Vergunningen met betrekking tot bomen
Dunning: In grotere plantvakken met bosplantsoen zijn snelgroeiende pioniersoorten gebruikt die tijdens de jeugdfase steun en bescherming bieden aan duurzamere soorten. Om de duurzame en blijvende soort een kans te geven, moet de pioniersoort na verloop van tijd gekapt worden. Dit noemt men dunning. In die gevallen is voor het kappen geen omgevingsvergunning noodzakelijk. Wel vindt voor het uitvoeren van de dunning publicatie van de aard en de omvang van het werk plaats. Soms is kap nodig om bomen in stand te houden die langs de weg of in een plantsoen staan als onderdeel van een grotere groep bomen. Het oogmerk van deze kap is om de overblijvende bomen meer groeiruimte te geven. Het kappen van dit soort bomen valt onder de vergunningsplicht en hier is geen sprake van dunning. Het kappen van bomen om sociaal onveilige plekken op te heffen blijft vergunningplichtig 5.6
Illegale kap of schade aan bomen
Het kan voorkomen dat bomen beschadigd worden bijvoorbeeld door een verkeersongeluk of door bouwwerkzaamheden. De politie of een andere daartoe aangestelde opsporingsbeambte kan net zoals bij illegale kap optreden en proces-verbaal opmaken. Tevens kan de overtreder bij geconstateerde illegale kap worden bestraft met een geldboete of hechtenis. Het College van Burgemeester en Wethouders (bevoegd gezag) zal de schade aan de boom verhalen op de veroorzaker. Het bepalen van de schade (boomwaarde) gebeurt door een onafhankelijke, boomtaxateur met behulp van de verbeterde methode Raad (zie bijlage 4). De afdeling Gemeentewerken zal de schadeafhandeling begeleiden. 5.7
Noodkap
Als er sprake is van direct en onmiddellijk gevaar voor de omgeving van een boom kan men toestemming krijgen voor noodkap. Er is sprake van direct gevaar als gevolg van natuurlijke groei (verkeerde onderstam) of weersomstandigheden (blikseminslag, storm) of door instabiliteit (wortelkap, bloempoteffect) bomen dusdanig scheef staan, of slecht verankerd zijn, dat zij een accuut gevaar voor de omgeving opleveren. Ook vanwege een besmettelijke ziekte als de iepziekte kan men eveneens toestemming krijgen voor noodkap. De deskundige van de gemeente zal na de melding de boom onderzoeken. Daarbij ontvangt men instructies over de verdere gang van zaken. Bij directe nood vindt publicatie achteraf plaats.
Foto: woonstraat
Vergunningen met betrekking tot bomen
5.8
Het aanvragen van de omgevingsvergunning voor het (doen) vellen van een houtopstand.

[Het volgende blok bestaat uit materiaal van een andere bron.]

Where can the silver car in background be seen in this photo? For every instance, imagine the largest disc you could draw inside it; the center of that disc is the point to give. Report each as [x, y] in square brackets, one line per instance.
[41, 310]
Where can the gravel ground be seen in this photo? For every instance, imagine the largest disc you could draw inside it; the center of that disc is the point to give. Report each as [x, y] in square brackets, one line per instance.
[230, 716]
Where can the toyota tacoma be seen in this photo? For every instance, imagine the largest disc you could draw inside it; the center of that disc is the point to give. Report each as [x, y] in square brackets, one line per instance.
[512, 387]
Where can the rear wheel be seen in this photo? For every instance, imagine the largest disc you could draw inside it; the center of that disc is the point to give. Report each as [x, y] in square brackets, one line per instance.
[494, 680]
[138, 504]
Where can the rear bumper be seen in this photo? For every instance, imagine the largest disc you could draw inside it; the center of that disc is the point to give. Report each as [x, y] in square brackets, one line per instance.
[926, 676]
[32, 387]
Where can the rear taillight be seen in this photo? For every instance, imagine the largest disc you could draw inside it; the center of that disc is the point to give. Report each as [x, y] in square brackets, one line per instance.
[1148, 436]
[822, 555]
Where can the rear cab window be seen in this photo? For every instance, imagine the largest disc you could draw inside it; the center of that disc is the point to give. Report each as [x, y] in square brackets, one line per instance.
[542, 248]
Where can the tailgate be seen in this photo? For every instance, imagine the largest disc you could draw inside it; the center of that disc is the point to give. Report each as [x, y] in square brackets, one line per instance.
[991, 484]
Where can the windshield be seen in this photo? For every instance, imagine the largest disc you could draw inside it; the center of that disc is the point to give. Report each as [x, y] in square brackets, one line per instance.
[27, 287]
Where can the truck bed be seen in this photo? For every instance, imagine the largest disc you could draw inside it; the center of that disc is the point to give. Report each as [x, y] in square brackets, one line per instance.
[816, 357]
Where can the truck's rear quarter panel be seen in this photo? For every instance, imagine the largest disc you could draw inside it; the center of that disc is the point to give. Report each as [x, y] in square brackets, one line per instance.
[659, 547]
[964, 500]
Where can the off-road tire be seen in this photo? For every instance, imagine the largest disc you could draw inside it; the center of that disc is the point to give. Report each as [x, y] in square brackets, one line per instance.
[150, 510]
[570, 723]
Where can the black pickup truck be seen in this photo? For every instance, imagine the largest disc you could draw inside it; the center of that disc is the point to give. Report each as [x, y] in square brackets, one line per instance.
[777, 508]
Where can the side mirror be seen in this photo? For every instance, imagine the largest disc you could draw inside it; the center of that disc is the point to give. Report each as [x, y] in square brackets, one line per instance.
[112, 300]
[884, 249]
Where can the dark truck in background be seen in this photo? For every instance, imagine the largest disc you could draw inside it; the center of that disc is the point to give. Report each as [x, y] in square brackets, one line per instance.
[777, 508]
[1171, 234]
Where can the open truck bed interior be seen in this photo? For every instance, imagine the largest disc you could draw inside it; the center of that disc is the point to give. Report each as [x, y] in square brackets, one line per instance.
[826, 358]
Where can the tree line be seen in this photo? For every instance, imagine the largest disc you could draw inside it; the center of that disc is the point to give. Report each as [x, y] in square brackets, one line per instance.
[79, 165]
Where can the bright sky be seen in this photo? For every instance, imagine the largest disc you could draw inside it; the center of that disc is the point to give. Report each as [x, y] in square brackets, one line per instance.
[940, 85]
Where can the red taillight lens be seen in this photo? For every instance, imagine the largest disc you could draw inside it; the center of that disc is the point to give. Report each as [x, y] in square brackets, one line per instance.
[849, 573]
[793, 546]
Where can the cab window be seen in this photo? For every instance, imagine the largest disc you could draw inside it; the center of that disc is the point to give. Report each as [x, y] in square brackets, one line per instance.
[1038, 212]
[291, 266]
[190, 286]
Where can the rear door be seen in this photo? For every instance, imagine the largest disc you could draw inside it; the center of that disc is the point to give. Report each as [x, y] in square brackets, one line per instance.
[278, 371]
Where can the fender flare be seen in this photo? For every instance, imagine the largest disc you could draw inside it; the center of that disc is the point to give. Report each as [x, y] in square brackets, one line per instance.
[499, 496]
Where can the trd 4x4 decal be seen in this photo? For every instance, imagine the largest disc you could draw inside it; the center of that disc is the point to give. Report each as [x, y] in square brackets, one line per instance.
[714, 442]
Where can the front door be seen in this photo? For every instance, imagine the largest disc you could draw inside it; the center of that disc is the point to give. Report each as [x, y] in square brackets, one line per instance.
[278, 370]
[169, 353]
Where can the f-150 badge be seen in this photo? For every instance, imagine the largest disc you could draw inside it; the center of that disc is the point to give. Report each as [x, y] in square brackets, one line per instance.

De aanvraag van de omgevingsvergunning moet plaatsvinden door de eigenaar van de boom of degene die namens de eigenaar kan optreden. Dat hoeft lang niet altijd degene te zijn die last van de boom heeft. Hieronder zijn de situaties beschreven die zich kunnen voordoen, afhankelijk van de plaats waarop de boom staat. 5.8.1
Eigenaar of pachter
De eigenaar en zaakgerechtende, die in zijn tuin een boom wenst te kappen, kan een omgevingsvergunning aanvragen. De eigenaar, maar ook de pachter, na goedkeuring van de eigenaar, dit verzoek voor het kappen van een boom bij het bevoegd gezag indienen. 5.8.2
Huurder met voor-, zij- en/of achtertuin
Een huurder van een woning of appartement met een eigen tuin (geen onderdeel van een gemeenschappelijke tuin) dient zich voor een kapaanvraag(aanvraag tot (doen) vellen van een houtopstand/boom) te wenden tot de verhuurder (particulier of woningbouwvereniging). 5.8.3
Huurder met gemeenschappelijke tuin en volkstuinen
Een huurder met een gemeenschappelijke tuin, bijvoorbeeld een volkstuin, met de wens een boom te kappen te (doen) vellen van een houtopstand/boom, dient zich met dat verzoek te wenden tot de rechtmatige eigenaar (bijvoorbeeld een volkstuinverhuurder of woningbouwvereniging). 5.8.4
Bomen in de openbare ruimte
De beleidsmedewerker van de afdeling Gemeentewerken treedt op als aanvrager indien de betreffende boom op openbaar terrein staat.
5.9
Aanvraag van de omgevingsvergunning voor het (doen) vellen van een houtopstand.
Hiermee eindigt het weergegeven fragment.